Does all this mean that there are no problems with Scripture? No, there are questions and difficulties. Does it mean that there can be no mistakes in Scripture – that it is “inerrant”? Again, we need to remember the purpose of Scripture. It is not simply a historical document, let alone a modern, western historical document. It is salvation history.
What Christians believe is that Scripture is utterly reliable and authoritative when it is dealing with matters of salvation. This covers the historical account of Jesus life, teaching, death, resurrection, ascension and return. It also covers the theological and moral teaching of Scripture as seen in and through the New Testament.
However there is no need to give way to fear that if certain secondary details of Old Testament history, or if eyewitness accounts of how many blind men there were outside Jericho do not tie up, then the whole of Scripture collapses.

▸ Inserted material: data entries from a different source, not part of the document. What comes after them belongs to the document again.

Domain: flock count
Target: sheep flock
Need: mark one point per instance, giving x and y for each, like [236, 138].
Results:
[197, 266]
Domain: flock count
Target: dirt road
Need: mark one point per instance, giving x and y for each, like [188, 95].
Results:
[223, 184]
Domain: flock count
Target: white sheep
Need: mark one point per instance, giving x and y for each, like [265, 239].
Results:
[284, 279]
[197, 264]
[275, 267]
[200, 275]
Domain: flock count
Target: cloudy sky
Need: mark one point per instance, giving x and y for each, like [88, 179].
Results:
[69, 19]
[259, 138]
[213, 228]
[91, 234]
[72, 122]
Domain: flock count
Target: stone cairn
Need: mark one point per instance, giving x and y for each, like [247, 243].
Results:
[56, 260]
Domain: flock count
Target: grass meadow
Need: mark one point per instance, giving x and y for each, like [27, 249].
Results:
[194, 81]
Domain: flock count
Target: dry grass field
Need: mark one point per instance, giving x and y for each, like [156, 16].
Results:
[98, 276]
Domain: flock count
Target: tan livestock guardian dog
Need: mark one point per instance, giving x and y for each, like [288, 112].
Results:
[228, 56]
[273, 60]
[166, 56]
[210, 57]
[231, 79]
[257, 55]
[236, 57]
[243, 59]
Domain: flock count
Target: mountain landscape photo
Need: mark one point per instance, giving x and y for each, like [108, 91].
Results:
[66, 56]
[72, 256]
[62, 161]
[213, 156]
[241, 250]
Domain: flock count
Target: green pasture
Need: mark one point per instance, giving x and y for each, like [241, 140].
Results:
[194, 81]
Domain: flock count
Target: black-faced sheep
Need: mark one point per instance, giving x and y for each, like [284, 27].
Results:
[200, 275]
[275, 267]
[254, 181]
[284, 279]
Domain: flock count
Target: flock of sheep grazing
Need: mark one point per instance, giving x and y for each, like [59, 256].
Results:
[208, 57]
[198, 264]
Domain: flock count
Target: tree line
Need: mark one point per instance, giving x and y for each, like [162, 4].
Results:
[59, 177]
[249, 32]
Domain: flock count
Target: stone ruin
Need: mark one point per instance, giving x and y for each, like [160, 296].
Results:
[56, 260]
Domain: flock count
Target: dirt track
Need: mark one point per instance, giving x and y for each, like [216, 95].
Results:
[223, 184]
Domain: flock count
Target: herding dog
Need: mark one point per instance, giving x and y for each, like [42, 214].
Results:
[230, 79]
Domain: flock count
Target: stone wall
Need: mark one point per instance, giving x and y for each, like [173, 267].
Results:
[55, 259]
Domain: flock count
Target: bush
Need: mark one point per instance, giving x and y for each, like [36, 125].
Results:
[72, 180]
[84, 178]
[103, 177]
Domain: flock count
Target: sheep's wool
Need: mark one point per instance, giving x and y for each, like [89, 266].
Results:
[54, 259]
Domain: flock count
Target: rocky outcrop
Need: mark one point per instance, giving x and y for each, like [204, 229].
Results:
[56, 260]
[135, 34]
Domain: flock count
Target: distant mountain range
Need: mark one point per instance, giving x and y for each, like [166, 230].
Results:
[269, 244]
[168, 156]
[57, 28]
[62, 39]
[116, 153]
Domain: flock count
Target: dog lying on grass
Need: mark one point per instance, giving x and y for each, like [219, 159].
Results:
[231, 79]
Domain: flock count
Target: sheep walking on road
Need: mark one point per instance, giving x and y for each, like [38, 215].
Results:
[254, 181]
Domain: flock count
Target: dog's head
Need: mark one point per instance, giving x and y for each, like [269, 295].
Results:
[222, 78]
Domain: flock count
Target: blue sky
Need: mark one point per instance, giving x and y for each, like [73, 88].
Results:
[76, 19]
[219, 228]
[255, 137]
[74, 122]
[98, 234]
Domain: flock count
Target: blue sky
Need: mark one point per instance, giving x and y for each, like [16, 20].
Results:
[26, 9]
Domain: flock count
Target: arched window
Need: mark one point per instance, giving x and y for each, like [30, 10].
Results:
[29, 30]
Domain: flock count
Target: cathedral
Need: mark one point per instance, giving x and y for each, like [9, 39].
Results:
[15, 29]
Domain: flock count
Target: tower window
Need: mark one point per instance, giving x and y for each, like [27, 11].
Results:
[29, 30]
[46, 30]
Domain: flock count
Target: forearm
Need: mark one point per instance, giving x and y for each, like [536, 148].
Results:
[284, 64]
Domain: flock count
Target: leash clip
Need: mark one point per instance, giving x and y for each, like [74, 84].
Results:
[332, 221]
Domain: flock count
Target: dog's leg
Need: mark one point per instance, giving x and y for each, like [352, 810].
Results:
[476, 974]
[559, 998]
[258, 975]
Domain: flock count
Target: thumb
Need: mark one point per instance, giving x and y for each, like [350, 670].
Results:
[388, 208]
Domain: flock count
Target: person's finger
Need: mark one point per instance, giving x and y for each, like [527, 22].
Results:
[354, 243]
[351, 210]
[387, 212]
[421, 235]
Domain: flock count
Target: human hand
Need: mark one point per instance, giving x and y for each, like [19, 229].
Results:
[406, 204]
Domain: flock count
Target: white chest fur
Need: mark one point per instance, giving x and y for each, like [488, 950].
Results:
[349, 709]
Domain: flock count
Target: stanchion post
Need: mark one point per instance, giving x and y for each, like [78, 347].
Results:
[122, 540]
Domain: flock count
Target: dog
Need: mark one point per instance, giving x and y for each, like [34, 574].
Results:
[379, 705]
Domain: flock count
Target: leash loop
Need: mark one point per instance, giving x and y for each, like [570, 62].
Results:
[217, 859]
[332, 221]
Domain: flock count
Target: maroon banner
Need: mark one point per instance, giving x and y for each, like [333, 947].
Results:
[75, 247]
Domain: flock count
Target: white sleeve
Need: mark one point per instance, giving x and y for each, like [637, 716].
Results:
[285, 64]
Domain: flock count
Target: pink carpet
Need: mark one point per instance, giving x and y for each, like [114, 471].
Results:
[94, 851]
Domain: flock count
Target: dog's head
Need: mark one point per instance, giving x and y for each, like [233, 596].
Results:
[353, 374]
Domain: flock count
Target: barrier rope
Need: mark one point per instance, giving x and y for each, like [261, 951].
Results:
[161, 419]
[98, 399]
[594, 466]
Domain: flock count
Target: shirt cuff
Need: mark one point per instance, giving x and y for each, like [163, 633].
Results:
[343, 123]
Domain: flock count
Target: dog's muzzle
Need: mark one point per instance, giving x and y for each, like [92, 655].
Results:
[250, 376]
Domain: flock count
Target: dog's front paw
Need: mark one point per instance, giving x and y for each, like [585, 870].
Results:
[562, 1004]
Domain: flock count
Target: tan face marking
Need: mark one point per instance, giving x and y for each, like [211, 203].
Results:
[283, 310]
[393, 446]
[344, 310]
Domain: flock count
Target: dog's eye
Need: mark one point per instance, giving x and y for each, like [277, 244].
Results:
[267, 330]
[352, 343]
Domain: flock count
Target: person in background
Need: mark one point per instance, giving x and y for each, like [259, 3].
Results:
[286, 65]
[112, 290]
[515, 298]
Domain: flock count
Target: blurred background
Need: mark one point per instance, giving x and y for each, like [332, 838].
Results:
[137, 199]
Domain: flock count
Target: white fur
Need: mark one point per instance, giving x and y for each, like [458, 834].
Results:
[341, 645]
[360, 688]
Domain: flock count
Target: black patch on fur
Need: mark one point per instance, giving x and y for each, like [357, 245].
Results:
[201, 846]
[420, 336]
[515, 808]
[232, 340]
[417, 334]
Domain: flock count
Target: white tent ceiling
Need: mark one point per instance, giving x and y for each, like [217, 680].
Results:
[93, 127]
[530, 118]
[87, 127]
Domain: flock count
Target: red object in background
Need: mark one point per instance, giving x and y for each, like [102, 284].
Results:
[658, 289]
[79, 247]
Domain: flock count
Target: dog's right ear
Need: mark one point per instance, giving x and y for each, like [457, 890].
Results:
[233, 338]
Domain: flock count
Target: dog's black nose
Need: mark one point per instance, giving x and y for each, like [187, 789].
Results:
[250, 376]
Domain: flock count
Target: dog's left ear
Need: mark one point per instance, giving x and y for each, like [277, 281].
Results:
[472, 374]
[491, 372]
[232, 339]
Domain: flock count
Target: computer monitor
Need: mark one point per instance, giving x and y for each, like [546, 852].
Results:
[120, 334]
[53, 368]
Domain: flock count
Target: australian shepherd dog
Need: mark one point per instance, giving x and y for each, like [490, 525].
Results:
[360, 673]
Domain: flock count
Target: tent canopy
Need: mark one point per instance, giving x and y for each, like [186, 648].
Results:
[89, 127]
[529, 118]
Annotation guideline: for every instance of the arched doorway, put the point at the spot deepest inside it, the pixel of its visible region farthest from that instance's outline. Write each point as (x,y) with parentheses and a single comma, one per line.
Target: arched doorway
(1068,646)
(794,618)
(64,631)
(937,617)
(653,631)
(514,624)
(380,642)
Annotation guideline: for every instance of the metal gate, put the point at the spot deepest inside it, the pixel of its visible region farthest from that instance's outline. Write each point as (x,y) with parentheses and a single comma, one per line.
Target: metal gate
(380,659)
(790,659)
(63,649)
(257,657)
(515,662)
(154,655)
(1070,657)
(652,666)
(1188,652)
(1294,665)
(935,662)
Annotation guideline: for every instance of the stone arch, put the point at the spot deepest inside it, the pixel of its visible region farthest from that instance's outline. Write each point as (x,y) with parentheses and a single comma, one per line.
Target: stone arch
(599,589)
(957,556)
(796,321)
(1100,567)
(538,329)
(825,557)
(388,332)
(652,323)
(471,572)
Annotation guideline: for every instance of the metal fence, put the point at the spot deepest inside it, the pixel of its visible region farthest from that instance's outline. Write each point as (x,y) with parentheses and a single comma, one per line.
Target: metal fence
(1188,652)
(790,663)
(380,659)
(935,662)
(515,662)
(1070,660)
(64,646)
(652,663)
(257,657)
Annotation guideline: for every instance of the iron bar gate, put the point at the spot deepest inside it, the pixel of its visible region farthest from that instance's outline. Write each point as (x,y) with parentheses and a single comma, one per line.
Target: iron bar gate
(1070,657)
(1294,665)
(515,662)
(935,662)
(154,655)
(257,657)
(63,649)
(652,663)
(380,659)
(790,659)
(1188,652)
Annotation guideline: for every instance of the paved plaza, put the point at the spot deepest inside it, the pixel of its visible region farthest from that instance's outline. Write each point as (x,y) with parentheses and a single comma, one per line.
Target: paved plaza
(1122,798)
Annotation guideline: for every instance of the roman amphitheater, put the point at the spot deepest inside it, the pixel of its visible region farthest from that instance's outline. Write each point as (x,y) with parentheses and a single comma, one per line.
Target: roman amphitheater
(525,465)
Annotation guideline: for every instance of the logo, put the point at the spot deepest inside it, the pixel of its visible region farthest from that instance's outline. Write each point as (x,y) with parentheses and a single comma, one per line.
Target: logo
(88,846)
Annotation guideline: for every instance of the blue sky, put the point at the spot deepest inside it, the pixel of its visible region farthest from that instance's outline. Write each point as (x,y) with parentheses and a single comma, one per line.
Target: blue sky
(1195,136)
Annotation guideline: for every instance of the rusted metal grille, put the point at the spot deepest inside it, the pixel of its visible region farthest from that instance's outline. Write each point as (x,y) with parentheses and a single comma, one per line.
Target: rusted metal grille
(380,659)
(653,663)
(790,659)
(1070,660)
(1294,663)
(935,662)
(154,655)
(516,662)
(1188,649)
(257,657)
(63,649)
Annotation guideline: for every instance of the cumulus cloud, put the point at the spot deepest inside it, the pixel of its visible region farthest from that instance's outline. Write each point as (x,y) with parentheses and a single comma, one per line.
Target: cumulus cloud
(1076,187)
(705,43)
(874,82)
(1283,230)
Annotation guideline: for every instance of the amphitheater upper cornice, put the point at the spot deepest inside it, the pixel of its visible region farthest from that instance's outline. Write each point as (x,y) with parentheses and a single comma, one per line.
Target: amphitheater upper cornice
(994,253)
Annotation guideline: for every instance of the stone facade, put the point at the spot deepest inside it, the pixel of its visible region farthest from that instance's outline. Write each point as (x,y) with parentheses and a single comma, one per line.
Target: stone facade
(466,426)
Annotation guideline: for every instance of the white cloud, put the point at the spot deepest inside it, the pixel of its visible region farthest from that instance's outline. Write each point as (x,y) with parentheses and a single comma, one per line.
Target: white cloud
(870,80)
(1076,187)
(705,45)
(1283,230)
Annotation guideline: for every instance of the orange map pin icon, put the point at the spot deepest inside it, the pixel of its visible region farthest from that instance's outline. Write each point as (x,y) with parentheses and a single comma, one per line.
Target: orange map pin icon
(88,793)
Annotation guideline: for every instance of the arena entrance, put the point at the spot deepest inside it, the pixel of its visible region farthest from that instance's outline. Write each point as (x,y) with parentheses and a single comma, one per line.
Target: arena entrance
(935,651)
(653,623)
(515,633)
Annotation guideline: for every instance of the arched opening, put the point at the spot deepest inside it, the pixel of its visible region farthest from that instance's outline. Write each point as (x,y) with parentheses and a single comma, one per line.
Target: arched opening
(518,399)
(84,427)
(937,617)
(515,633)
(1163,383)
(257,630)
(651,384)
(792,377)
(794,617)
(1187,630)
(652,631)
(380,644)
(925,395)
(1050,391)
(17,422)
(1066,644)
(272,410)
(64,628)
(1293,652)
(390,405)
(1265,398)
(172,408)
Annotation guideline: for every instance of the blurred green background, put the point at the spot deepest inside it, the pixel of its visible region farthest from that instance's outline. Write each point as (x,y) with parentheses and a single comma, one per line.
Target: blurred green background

It has to be said though that Scripture is remarkably historically reliable. Professor F F Bruce wrote: “The evidence for our New Testament writings is ever so much greater than the evidence for many writings of classical authors, the authenticity of which no-one dreams of questioning. And if the New Testament were a collection of secular writings, their authenticity would generally be regarded as beyond all doubt. It is a curious fact that historians have often been much readier to trust the New Testament records than have many theologians. Somehow or other, there are people who regard a ‘sacred book’ as ipso facto under suspicion, and demand much more corroborative evidence for such a work than they would for an ordinary secular or pagan writing. From the viewpoint of the historian, the same standards must be applied to both. But we do not quarrel with those who want more evidence for the New Testament than for other writings; firstly, because the universal claims which the New Testament makes upon mankind are so absolute, and the character and works of its chief Figure so unparalleled, that we want to be as sure of its truth as we possibly can; and secondly, because in point of fact there is much more evidence for the New Testament than for other ancient writings of comparable date.” (The New Testament Documents: Are they Reliable? F. F. Bruce, Chapter 2).